To start, I transformed my transaction-level dataset so that each row represents an individual, and the columns are the time (in days). I want to find the individuals with the closest values,
Here's my sample code:
from sklearn.neighbors import NearestNeighbors
import pandas as pd
neigh = NearestNeighbors(n_neighbors=5, metric = 'euclidean')
df = pd.DataFrame([['A',1,1,.2],['A',1,2,.25],['A',1,4,.3],['B',0,1,.5],['B',0,3,.52],['B',0,2,.51]
,['C',1,1,1.1],['C',1,2,1.3],['C',1,4,1.5]],columns = ['Cust_ID','Gender_Male','Day_No','Value'])
df_unstacked = df.set_index(['Cust_ID','Gender_Male','Day_No']).unstack()
print df_unstacked
Day_No 1 2 3 4
Cust_ID Gender_Male
A 1 0.2 0.25 NaN 0.3
B 0 0.5 0.51 0.52 NaN
C 1 1.1 1.30 NaN 1.5
neigh.fit(df_unstacked) #Throws error:
ValueError: Input contains NaN, infinity or a value too large for
dtype('float64').
How should I structure this data to not throw the error for missing values?

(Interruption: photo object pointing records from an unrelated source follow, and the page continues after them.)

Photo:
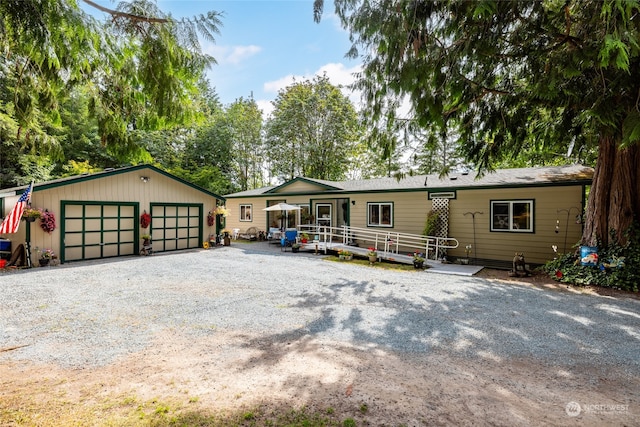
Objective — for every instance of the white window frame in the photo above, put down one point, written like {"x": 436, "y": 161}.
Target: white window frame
{"x": 380, "y": 205}
{"x": 511, "y": 225}
{"x": 243, "y": 212}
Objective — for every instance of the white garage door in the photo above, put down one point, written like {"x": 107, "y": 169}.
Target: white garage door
{"x": 94, "y": 230}
{"x": 176, "y": 226}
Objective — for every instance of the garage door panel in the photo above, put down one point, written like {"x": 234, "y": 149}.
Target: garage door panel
{"x": 99, "y": 230}
{"x": 110, "y": 250}
{"x": 92, "y": 252}
{"x": 73, "y": 225}
{"x": 93, "y": 224}
{"x": 176, "y": 226}
{"x": 94, "y": 238}
{"x": 111, "y": 224}
{"x": 94, "y": 211}
{"x": 73, "y": 253}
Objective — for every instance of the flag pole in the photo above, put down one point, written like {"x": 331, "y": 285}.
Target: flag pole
{"x": 28, "y": 233}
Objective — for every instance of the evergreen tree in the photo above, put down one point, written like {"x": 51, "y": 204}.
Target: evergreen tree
{"x": 507, "y": 75}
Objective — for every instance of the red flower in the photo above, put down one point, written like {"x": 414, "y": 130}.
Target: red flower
{"x": 145, "y": 220}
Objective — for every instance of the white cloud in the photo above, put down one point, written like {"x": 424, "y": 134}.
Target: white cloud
{"x": 266, "y": 107}
{"x": 338, "y": 75}
{"x": 233, "y": 55}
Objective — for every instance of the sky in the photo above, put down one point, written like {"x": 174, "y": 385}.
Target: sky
{"x": 264, "y": 45}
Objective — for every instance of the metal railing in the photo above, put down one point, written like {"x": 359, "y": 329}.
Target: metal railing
{"x": 387, "y": 242}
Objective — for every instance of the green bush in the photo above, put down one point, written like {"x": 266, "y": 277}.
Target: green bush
{"x": 568, "y": 269}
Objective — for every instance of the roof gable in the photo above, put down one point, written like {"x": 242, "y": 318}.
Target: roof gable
{"x": 105, "y": 173}
{"x": 304, "y": 185}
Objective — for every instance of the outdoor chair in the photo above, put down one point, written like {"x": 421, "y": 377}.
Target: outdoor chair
{"x": 288, "y": 239}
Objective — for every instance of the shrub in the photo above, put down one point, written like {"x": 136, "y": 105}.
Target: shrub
{"x": 607, "y": 273}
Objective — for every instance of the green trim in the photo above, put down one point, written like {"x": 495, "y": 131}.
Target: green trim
{"x": 331, "y": 211}
{"x": 102, "y": 230}
{"x": 177, "y": 216}
{"x": 511, "y": 201}
{"x": 393, "y": 214}
{"x": 107, "y": 173}
{"x": 240, "y": 213}
{"x": 430, "y": 193}
{"x": 305, "y": 180}
{"x": 343, "y": 193}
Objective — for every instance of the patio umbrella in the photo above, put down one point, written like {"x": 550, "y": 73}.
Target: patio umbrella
{"x": 282, "y": 207}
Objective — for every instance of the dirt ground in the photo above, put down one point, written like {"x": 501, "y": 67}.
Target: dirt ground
{"x": 231, "y": 371}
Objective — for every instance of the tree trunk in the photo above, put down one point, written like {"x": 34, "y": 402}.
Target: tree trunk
{"x": 613, "y": 200}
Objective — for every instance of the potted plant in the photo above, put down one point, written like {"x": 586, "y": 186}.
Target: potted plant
{"x": 418, "y": 260}
{"x": 31, "y": 214}
{"x": 372, "y": 254}
{"x": 45, "y": 256}
{"x": 226, "y": 237}
{"x": 345, "y": 255}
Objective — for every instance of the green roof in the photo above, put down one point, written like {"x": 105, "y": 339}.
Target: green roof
{"x": 521, "y": 177}
{"x": 102, "y": 174}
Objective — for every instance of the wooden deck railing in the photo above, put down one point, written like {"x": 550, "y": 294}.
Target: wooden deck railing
{"x": 388, "y": 242}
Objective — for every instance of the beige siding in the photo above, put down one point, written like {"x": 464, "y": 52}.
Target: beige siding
{"x": 411, "y": 208}
{"x": 503, "y": 245}
{"x": 124, "y": 187}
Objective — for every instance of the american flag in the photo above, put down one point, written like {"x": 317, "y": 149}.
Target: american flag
{"x": 12, "y": 221}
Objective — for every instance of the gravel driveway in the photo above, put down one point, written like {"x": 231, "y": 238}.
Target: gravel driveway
{"x": 88, "y": 315}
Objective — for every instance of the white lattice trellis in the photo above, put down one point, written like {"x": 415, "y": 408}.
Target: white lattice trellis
{"x": 441, "y": 207}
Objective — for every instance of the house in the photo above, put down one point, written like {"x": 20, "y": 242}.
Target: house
{"x": 512, "y": 210}
{"x": 98, "y": 215}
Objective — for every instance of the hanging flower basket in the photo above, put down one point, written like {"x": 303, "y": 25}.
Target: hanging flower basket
{"x": 145, "y": 220}
{"x": 221, "y": 210}
{"x": 48, "y": 221}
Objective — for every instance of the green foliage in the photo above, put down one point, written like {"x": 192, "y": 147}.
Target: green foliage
{"x": 568, "y": 269}
{"x": 508, "y": 77}
{"x": 243, "y": 130}
{"x": 313, "y": 131}
{"x": 72, "y": 86}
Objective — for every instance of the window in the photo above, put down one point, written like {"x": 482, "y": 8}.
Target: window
{"x": 380, "y": 214}
{"x": 512, "y": 215}
{"x": 245, "y": 212}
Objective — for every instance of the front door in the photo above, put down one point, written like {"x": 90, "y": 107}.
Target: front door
{"x": 323, "y": 214}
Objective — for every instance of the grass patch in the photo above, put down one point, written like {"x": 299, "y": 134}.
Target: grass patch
{"x": 385, "y": 265}
{"x": 23, "y": 408}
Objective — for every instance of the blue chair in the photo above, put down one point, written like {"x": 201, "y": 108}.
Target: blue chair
{"x": 288, "y": 239}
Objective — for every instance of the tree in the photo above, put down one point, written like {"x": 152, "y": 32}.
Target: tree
{"x": 140, "y": 70}
{"x": 244, "y": 127}
{"x": 508, "y": 74}
{"x": 313, "y": 131}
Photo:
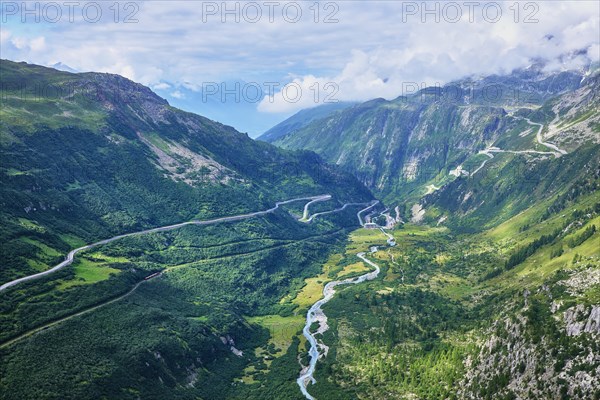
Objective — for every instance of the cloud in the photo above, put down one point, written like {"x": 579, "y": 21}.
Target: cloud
{"x": 178, "y": 95}
{"x": 161, "y": 86}
{"x": 369, "y": 52}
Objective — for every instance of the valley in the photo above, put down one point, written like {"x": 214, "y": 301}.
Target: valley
{"x": 412, "y": 248}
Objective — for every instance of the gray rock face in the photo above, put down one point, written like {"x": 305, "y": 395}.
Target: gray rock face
{"x": 580, "y": 320}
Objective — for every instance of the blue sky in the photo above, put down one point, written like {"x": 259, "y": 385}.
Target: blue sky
{"x": 349, "y": 51}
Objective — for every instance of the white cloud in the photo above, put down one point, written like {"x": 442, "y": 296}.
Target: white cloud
{"x": 369, "y": 53}
{"x": 161, "y": 86}
{"x": 178, "y": 95}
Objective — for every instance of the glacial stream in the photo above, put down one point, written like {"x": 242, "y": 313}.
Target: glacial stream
{"x": 316, "y": 314}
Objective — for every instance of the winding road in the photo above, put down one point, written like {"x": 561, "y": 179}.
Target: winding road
{"x": 72, "y": 253}
{"x": 316, "y": 314}
{"x": 77, "y": 314}
{"x": 556, "y": 151}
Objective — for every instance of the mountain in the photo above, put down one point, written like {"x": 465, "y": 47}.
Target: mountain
{"x": 103, "y": 155}
{"x": 482, "y": 281}
{"x": 301, "y": 119}
{"x": 492, "y": 290}
{"x": 161, "y": 314}
{"x": 232, "y": 103}
{"x": 400, "y": 147}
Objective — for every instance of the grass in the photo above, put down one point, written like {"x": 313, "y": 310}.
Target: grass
{"x": 282, "y": 329}
{"x": 90, "y": 270}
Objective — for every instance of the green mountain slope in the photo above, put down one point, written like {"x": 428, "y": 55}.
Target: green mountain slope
{"x": 88, "y": 156}
{"x": 301, "y": 119}
{"x": 400, "y": 147}
{"x": 85, "y": 157}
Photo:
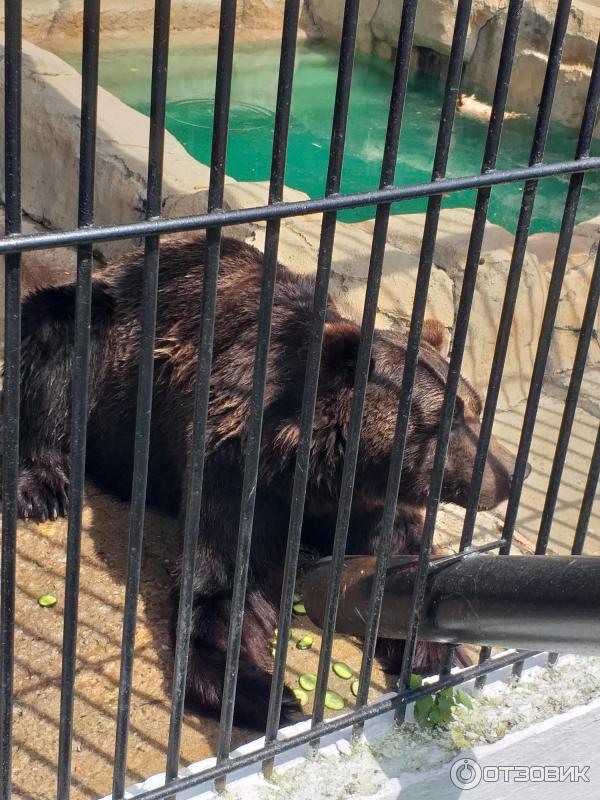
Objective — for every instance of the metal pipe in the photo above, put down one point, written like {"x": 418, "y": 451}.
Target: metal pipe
{"x": 509, "y": 601}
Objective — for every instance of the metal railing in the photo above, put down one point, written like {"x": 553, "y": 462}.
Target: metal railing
{"x": 214, "y": 221}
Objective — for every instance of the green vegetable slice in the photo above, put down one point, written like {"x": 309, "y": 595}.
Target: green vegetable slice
{"x": 301, "y": 697}
{"x": 463, "y": 698}
{"x": 416, "y": 681}
{"x": 341, "y": 670}
{"x": 308, "y": 681}
{"x": 47, "y": 600}
{"x": 333, "y": 700}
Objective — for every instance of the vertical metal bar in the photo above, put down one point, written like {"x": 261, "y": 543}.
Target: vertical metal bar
{"x": 455, "y": 65}
{"x": 516, "y": 265}
{"x": 589, "y": 494}
{"x": 336, "y": 155}
{"x": 206, "y": 335}
{"x": 80, "y": 382}
{"x": 461, "y": 329}
{"x": 554, "y": 289}
{"x": 568, "y": 418}
{"x": 388, "y": 170}
{"x": 512, "y": 285}
{"x": 145, "y": 387}
{"x": 11, "y": 399}
{"x": 280, "y": 137}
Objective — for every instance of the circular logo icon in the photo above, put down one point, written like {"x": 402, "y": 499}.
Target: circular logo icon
{"x": 465, "y": 773}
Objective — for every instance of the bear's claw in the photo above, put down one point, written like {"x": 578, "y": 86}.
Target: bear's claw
{"x": 42, "y": 493}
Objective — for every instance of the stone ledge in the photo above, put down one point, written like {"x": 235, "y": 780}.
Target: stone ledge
{"x": 379, "y": 23}
{"x": 50, "y": 152}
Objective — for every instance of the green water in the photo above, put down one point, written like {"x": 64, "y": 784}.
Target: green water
{"x": 126, "y": 73}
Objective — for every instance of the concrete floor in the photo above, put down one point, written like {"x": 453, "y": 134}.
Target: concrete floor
{"x": 41, "y": 567}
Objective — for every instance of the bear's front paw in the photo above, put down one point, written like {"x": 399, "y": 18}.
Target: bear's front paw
{"x": 42, "y": 493}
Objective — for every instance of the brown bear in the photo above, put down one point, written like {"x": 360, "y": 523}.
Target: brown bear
{"x": 43, "y": 490}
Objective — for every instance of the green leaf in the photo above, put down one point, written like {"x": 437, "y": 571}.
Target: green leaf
{"x": 416, "y": 681}
{"x": 445, "y": 704}
{"x": 463, "y": 698}
{"x": 422, "y": 708}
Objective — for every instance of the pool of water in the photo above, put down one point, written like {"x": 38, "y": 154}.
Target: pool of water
{"x": 126, "y": 73}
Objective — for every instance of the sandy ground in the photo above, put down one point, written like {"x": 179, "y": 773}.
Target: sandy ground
{"x": 41, "y": 568}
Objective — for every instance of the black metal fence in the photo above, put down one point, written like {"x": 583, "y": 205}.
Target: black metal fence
{"x": 214, "y": 221}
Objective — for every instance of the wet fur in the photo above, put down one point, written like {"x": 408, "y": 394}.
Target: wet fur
{"x": 48, "y": 317}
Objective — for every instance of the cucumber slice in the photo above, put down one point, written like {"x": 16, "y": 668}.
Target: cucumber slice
{"x": 301, "y": 697}
{"x": 308, "y": 681}
{"x": 341, "y": 670}
{"x": 333, "y": 700}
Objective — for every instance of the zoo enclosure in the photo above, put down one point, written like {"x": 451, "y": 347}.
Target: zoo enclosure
{"x": 214, "y": 221}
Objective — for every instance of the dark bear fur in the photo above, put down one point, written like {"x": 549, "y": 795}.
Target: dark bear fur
{"x": 47, "y": 356}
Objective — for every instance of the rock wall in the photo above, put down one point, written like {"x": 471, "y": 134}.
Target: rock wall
{"x": 50, "y": 152}
{"x": 50, "y": 22}
{"x": 50, "y": 177}
{"x": 379, "y": 24}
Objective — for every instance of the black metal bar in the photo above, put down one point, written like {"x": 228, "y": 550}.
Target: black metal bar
{"x": 589, "y": 494}
{"x": 11, "y": 398}
{"x": 221, "y": 219}
{"x": 554, "y": 289}
{"x": 513, "y": 280}
{"x": 253, "y": 442}
{"x": 461, "y": 327}
{"x": 145, "y": 386}
{"x": 388, "y": 171}
{"x": 314, "y": 351}
{"x": 516, "y": 265}
{"x": 224, "y": 75}
{"x": 80, "y": 382}
{"x": 334, "y": 171}
{"x": 453, "y": 77}
{"x": 568, "y": 418}
{"x": 507, "y": 601}
{"x": 332, "y": 726}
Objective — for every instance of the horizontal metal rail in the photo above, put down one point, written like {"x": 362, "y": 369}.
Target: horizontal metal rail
{"x": 299, "y": 208}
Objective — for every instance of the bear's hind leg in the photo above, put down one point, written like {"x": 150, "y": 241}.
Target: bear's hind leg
{"x": 207, "y": 659}
{"x": 45, "y": 408}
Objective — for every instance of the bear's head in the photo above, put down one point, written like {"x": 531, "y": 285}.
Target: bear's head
{"x": 332, "y": 415}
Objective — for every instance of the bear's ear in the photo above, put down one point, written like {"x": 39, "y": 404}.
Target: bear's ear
{"x": 340, "y": 349}
{"x": 435, "y": 334}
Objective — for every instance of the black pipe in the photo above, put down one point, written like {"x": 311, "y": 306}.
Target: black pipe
{"x": 550, "y": 603}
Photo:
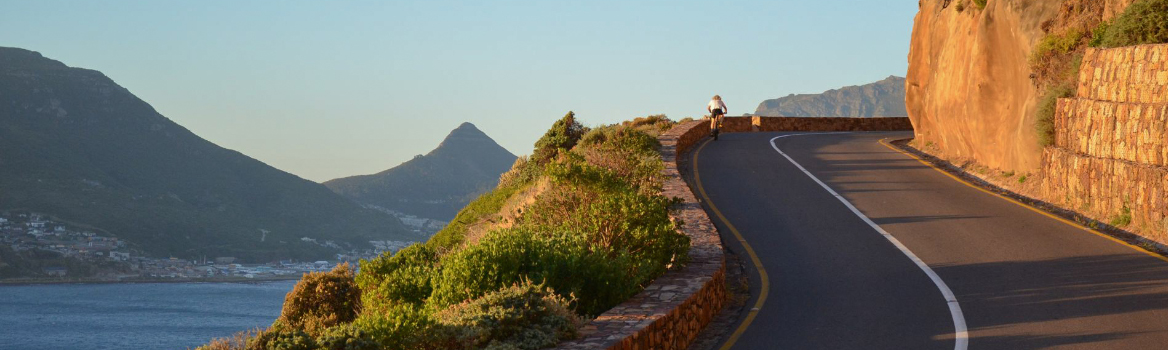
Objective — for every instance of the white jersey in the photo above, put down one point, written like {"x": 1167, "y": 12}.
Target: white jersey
{"x": 716, "y": 104}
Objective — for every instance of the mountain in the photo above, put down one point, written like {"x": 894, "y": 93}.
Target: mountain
{"x": 77, "y": 146}
{"x": 437, "y": 184}
{"x": 883, "y": 98}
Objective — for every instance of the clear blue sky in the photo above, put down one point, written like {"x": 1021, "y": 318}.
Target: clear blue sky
{"x": 329, "y": 89}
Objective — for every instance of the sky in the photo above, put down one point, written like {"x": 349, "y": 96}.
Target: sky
{"x": 333, "y": 89}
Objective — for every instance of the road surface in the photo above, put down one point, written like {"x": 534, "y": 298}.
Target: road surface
{"x": 1020, "y": 279}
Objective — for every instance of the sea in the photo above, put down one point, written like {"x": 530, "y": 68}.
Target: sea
{"x": 108, "y": 316}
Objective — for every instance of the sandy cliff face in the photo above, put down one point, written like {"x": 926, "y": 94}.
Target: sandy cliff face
{"x": 968, "y": 88}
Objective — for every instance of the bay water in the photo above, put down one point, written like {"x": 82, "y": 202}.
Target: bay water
{"x": 133, "y": 315}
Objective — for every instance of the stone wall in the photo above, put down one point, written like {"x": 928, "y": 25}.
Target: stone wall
{"x": 672, "y": 310}
{"x": 1110, "y": 148}
{"x": 1121, "y": 131}
{"x": 774, "y": 124}
{"x": 1125, "y": 75}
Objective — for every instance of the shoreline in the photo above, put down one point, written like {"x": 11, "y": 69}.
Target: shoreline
{"x": 134, "y": 281}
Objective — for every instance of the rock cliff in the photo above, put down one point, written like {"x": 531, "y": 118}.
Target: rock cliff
{"x": 970, "y": 89}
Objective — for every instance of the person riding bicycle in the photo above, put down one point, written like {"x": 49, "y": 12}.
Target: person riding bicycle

I don't want to impute values - I want it to only calculate distances for values that exist. I would like to be able to find the mean value for nearby neighbors each day if I enter a sample row
I know this is possible, because I've done it before with recommender systems and sparse data, but I'm not familiar with the sklearn KNN syntax and how to get it to skip NaN values when calculating the distance/similarity.